The American Journal of Distance Education
This journal, published by Lawrence Erlbaum Associates, provides the latest in scholarly research into distance education. It covers many aspects of distance education, including how to design effective distance education programs, research into the success and satisfaction of students enrolled in distance education courses, reviews of changing technologies, and issues facing administrators of distance education programs. It is available on-line at http://www.ajde.com/.
The Chronicle of Higher Education.
“Issues in Depth” [http://chronicle.com/indepth/distance/] For subscribers to The Chronicle, this on-line resource collects the newspaper’s extensive coverage of distance education into an easy-to-navigate table of contents. It includes links to dozens of articles on “the players”: government, virtual universities, companies, and other distance education programs; to other articles tackling “the issues,” including accreditation, teaching with technology, the impact of distance education on traditional institutions, and others; and to reports, studies, and opinion pieces about distance education. This index provides an almost inexhaustible supply of information about distance education in higher education as reported by The Chronicle.

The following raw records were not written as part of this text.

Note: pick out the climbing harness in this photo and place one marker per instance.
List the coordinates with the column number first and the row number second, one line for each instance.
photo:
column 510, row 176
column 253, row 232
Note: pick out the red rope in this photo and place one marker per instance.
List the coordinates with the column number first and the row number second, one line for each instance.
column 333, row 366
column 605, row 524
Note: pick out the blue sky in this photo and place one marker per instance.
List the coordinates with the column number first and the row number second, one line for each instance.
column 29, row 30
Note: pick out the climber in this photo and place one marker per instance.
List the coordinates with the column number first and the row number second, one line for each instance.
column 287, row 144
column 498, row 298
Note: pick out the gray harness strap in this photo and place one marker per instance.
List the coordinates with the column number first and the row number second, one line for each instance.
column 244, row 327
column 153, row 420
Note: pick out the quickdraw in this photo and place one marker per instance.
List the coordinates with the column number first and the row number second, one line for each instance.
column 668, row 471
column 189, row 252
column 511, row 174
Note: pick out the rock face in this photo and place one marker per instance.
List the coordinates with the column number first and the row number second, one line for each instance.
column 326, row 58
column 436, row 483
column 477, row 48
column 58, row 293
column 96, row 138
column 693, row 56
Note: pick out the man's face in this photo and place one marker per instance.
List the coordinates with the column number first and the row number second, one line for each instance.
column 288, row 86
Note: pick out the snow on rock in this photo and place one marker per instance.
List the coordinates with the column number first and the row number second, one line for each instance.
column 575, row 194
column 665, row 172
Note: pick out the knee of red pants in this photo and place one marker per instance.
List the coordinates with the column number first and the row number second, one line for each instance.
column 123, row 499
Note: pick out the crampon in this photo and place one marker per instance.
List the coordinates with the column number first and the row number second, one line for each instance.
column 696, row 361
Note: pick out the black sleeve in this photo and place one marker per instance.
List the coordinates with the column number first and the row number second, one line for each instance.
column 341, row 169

The Distance Education On-line Symposium, run through Penn State’s American Center for the Study of Distance Education, is the best of the best. Begun in 1991, it currently has subscribers all over the world. This moderated listserv focuses on distance education in higher education. The quite active discussions include conference announcements, current developments and news, and networking and job announcements. Visit the Web site for instructions on how to subscribe.
Conferences and Workshops
The Annual Conference on Distance Teaching and Learning (http://www.uwex.edu/disted/conference/), organized each year since 1985 by the University of Wisconsin-Madison, combines informal roundtable discussions, how-to sessions, workshops and keynote addresses, course-design showcases, and in-depth forums. Beginning and experienced distance educators are welcome–there is something there for everyone.
The Association for Educational Communications and Technology Conference (http://www.aect.org/events/chicago04/), held this year in Chicago, October 19-23, 2004, offers over 500 conference presentations as well as half-day and full-day workshops for in-depth training for beginning and experienced distance educators. A couple workshops that caught my eye were “Cool Tools Emerging” that organizers promise will give attendees a chance to view new technologies and “kick the tires on some of the best,” and “Designing Instruction for On-line or Hybrid Learning Environment,” a place for novices to get started designing their own distance education courses. Take a look at their program and, if you like what you see, you can register on-line.
Some final thoughts about distance education. It may seem like a lot of effort to develop and teach your first distance education course–and it is. But once you develop these skills, they will give you an edge and open up a world of opportunity well beyond the confines of that corner-of-the-bedroom office (without requiring you to change out of your pajamas!).